Articuladores atuam para que, logo no início do ano, o governador de São Paulo, Geraldo Alckmin, receba cerca de 80 líderes de igrejas pentecostais e neopentecostais em um jantar na ala residencial do Palácio dos Bandeirantes; um dos principais objetivos é minar a influência de Jair Bolsonaro (PSC-RJ) nesse nicho do eleitorado

São Paulo - O governador de SP, Geraldo Alckmin anuncia a convocação de mais de 20 mil professores para o próximo ano letivo, no Palácio dos Bandeirantes (Rovena Rosa/Agência Brasil)
São Paulo - O governador de SP, Geraldo Alckmin anuncia a convocação de mais de 20 mil professores para o próximo ano letivo, no Palácio dos Bandeirantes (Rovena Rosa/Agência Brasil) (Foto: Charles Nisz)

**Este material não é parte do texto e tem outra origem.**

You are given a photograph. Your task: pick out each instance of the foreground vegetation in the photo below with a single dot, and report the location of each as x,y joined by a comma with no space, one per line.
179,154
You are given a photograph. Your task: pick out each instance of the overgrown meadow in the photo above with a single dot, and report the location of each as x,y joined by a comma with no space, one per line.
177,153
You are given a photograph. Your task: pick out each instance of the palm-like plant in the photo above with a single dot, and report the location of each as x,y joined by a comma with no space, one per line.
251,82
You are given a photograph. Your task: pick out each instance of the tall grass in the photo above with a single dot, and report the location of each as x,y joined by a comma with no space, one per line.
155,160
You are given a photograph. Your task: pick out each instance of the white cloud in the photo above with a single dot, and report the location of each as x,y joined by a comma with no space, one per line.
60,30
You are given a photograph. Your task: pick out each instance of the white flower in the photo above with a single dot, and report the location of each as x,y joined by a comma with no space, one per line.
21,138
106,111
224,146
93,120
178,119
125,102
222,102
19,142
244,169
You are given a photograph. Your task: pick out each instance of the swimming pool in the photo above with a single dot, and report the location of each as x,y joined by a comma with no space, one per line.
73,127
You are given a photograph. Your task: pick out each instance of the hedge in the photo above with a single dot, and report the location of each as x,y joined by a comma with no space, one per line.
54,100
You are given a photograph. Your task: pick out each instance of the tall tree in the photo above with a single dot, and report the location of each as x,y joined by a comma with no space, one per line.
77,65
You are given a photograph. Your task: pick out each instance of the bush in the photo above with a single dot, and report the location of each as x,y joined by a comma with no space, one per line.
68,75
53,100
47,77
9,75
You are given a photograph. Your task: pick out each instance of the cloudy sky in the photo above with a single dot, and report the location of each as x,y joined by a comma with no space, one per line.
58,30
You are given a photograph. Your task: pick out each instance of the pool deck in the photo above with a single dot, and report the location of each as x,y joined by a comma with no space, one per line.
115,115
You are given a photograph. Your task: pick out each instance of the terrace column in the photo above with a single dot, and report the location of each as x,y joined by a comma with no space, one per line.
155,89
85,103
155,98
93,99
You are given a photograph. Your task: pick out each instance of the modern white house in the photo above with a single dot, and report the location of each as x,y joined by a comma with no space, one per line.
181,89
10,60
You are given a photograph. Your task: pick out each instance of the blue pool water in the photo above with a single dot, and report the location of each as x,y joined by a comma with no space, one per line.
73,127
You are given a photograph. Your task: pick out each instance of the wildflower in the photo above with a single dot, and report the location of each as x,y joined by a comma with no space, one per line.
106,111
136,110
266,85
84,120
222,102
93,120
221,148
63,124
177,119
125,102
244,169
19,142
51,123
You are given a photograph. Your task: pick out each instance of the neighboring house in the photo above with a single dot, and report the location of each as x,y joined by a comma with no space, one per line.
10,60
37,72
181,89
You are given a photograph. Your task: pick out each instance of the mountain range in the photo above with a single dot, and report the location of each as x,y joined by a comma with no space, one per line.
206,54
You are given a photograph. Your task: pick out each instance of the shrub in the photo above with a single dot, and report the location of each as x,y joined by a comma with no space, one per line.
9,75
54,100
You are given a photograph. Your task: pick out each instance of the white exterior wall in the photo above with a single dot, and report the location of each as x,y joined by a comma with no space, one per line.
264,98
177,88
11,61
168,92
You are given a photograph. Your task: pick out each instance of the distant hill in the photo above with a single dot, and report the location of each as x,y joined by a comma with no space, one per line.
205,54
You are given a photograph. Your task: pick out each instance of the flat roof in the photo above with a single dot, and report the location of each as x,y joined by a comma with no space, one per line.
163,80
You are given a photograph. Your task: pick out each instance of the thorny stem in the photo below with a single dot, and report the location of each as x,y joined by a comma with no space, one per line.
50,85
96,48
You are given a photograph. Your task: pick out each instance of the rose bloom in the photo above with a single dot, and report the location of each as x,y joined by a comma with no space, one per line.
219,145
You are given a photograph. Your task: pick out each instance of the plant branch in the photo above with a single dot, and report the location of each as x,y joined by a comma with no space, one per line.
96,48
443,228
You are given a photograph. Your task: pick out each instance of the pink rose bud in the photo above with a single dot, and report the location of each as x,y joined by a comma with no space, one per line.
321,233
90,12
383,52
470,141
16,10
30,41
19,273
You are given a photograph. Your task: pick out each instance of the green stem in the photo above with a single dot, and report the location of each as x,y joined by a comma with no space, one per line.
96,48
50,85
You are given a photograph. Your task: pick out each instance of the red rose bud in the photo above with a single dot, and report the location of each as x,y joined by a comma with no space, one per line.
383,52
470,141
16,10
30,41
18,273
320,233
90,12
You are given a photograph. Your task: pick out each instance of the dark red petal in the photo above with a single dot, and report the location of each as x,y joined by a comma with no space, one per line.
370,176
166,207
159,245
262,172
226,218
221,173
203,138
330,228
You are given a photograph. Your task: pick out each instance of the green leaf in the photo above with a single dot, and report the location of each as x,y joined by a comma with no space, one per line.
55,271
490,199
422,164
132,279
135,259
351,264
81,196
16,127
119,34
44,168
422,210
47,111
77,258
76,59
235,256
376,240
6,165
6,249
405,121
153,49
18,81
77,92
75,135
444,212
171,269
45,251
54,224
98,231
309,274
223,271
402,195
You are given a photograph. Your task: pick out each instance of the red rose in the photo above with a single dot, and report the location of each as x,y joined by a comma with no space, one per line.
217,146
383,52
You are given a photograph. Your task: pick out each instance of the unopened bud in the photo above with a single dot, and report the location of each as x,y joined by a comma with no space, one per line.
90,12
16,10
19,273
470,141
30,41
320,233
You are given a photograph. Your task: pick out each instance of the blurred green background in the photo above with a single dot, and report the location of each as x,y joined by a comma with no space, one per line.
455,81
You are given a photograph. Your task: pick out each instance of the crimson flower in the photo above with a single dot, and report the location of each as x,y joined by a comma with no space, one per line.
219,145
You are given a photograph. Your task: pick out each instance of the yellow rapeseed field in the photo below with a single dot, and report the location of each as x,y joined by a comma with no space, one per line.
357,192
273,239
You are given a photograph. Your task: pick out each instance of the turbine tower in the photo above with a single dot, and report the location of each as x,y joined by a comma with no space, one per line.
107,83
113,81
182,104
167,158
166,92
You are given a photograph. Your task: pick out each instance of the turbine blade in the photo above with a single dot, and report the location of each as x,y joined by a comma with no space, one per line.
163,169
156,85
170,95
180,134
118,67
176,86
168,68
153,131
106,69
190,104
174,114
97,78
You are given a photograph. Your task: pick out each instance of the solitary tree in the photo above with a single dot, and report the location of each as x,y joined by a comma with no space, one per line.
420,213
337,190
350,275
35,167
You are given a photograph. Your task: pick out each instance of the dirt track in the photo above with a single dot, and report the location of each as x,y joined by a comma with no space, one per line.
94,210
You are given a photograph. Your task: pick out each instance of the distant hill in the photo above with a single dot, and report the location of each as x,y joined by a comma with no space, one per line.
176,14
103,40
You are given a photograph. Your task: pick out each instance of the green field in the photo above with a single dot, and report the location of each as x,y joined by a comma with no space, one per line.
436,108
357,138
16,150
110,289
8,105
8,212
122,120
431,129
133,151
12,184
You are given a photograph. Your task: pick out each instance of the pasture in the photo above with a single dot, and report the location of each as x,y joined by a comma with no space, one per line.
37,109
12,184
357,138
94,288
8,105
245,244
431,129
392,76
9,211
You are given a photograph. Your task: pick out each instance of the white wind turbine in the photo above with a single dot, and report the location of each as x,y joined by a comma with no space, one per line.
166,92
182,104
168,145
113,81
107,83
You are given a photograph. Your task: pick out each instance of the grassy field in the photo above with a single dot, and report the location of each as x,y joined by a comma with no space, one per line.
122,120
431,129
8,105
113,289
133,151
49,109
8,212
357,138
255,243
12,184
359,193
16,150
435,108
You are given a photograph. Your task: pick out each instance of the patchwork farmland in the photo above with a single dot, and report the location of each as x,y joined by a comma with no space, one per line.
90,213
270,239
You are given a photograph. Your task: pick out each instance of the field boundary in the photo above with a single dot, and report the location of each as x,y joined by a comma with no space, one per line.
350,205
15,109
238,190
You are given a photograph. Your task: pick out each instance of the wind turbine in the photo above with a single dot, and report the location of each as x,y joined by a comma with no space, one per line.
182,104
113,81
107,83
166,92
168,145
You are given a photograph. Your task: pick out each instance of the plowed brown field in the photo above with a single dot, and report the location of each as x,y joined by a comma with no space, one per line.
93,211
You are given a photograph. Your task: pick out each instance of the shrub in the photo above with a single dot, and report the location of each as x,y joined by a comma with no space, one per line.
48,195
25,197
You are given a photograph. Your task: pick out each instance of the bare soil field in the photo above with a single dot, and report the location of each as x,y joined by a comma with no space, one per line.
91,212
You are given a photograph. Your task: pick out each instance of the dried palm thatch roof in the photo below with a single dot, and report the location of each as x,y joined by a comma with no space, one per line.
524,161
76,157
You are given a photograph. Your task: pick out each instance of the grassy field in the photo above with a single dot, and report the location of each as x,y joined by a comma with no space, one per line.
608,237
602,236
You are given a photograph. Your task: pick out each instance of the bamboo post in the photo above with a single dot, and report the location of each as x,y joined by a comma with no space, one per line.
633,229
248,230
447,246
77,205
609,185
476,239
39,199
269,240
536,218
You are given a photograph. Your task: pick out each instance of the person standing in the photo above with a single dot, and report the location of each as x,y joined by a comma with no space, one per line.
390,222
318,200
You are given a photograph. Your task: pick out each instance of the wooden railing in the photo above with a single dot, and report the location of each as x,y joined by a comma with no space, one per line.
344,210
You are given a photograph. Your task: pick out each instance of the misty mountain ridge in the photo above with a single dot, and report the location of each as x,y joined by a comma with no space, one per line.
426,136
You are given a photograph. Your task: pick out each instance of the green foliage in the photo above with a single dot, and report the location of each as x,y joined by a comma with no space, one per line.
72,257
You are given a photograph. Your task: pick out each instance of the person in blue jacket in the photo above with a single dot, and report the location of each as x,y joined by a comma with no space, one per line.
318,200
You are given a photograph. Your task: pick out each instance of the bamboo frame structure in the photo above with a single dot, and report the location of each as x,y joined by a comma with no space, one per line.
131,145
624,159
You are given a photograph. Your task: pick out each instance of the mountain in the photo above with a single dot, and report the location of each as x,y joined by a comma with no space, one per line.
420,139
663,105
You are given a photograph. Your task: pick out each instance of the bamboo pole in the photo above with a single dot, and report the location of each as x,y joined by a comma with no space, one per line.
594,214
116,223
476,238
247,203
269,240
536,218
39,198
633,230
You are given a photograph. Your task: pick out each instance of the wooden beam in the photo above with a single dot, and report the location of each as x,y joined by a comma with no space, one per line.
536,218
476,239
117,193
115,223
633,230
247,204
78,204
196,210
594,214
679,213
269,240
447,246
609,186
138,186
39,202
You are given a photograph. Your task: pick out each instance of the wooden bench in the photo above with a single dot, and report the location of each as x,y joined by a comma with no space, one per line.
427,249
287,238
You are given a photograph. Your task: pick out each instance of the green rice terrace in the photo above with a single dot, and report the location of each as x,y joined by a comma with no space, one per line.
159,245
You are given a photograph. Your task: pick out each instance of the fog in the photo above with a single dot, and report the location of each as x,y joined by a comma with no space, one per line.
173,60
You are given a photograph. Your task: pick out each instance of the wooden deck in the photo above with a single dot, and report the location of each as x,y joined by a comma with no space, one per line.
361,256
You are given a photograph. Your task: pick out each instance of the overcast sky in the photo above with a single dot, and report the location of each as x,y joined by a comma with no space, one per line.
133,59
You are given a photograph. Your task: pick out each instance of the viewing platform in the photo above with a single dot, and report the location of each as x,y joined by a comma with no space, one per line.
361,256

Revista Fórum - De acordo com o Painel, da Folha, os tucanos de São Paulo preparam uma extensa agenda com evangélicos para o governador Geraldo Alckmin. Os articuladores atuam para que, logo no início do ano, o presidenciável do PSDB receba cerca de 80 líderes de igrejas pentecostais e neopentecostais em um jantar na ala residencial do Palácio dos Bandeirantes.

Um dos principais objetivos dos aliados do paulista é minar a influência de Jair Bolsonaro (PSC-RJ) – já identificada pela sigla – nesse nicho do eleitorado.

Alckmin tem mantido encontros frequentes com evangélicos. O pastor Eri Alencar, da Assembleia de Deus Paulistana, e o apóstolo César Augusto, da Fonte da Vida, estiveram com o governador. A ideia é que o tucano também vá a um culto de Valdemiro Santiago, da Igreja Mundial do Poder de Deus.

Os evangélicos tucanos defendem que, nas agendas de campanha pelo país, Alckmin inclua as igrejas em seus roteiros.